ContinualAI / avalanche

Avalanche: an End-to-End Library for Continual Learning based on PyTorch.
http://avalanche.continualai.org
MIT License
1.72k stars 281 forks source link

feature request: semi-supervised, unsupervised, and novelty detection common benchmarks #1329

Open AlbinSou opened 1 year ago

AlbinSou commented 1 year ago

More and more CL papers are tackling unsupervised and a mix of supervised and unsupervised learning in the different tasks. I don't think there is a clean way to address that in avalanche right now so I'm proposing an idea.

I think it could be a nice idea to propose a general benchmark-maker, or an option to existing generators, where you decide how many labels in % are available for each task, with the option to chose which one of these labels are available, or to just set them at random.

As an example if we have five tasks here is how it would go for different existing problems

Setting | Label % per task (i.e 3 tasks)

Unsupervised | 0 | 0 | 0 Semi-Supervised | 5% | 5% | 5% New Class Discovery (NCD) | 100% (pretraining task) | 0% | 0% A mix of NCD and Semi-Supervised | 100% | 5% | 5%

That way it should be pretty easy to implement all of these settings that play with the availability of the labels. This could be implemented by a simple masking of which samples labels should be replaced by a given value (-1?) and then strategies could filter out what part of the input they can train on based on the labels in the current experience, for instance, a SupervisedTemplate would only treat the samples that have label, by means of self.mbatch = self.mbatch[self.mbatch[1] != -1] or something like that.

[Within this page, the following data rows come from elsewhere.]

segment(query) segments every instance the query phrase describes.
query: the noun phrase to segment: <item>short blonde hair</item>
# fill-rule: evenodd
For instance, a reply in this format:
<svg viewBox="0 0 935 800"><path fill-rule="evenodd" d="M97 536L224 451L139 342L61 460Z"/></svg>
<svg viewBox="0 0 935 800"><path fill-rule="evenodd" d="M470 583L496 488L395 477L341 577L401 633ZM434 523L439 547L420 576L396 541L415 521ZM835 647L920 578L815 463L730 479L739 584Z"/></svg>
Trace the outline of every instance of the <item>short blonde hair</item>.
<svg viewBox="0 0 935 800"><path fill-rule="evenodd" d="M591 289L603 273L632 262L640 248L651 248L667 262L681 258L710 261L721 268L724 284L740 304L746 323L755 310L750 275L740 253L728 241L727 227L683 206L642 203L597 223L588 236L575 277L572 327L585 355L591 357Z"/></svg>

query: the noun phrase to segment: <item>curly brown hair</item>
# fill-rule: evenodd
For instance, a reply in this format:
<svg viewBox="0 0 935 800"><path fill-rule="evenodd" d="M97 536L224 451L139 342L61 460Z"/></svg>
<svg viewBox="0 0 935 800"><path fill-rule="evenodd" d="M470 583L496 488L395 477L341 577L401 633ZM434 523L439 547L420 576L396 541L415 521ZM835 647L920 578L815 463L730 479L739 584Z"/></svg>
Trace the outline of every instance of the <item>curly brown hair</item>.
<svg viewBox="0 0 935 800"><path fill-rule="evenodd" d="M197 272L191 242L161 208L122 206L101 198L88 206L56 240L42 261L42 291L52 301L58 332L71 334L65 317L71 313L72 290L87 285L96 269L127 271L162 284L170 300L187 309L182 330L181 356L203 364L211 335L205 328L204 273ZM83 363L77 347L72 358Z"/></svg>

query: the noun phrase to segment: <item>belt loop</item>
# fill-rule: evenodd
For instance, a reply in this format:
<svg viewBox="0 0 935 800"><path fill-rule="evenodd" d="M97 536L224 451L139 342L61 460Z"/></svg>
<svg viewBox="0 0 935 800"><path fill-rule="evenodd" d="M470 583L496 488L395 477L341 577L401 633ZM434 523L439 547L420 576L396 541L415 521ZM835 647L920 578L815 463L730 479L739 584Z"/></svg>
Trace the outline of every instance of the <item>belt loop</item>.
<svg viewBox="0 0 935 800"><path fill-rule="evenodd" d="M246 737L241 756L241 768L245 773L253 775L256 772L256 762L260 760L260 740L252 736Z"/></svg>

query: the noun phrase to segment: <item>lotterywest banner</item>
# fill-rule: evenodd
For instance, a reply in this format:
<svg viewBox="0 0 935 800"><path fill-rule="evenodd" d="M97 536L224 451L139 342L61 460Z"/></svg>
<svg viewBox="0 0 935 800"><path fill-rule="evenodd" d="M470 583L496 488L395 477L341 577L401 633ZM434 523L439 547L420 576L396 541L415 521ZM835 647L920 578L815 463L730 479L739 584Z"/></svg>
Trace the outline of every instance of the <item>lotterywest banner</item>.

This definitely needs more thinking but I think a systematic treatment of these kind of scenarios could be interesting to integrate

AntonioCarta commented 1 year ago

The unsupervised seems easy (remove the labels for the training data). For the semi-supervised, should we have separate datasets in the training experience? Example:

# at training time
train_exp.unlabeled_data # unlabeled subset <x, t> tuples (task id optional)
train_exp.labeled_data  # labeled subset <x,y,t> tuples (task id optional)

# at evaluation time
train_exp.dataset  # the full dataset with labels - only available at eval time <x,y,t> tuples (task id optional)
train_exp.unlabeled_data  # the unlabeled subset, but at eval time we need to provide labels too <x,y,t> tuples (task id optional)
train_exp.labeled_data  # same as the train data <x,y,t> tuples (task id optional)

Not sure about NCD, I don't have a lot of experience with it.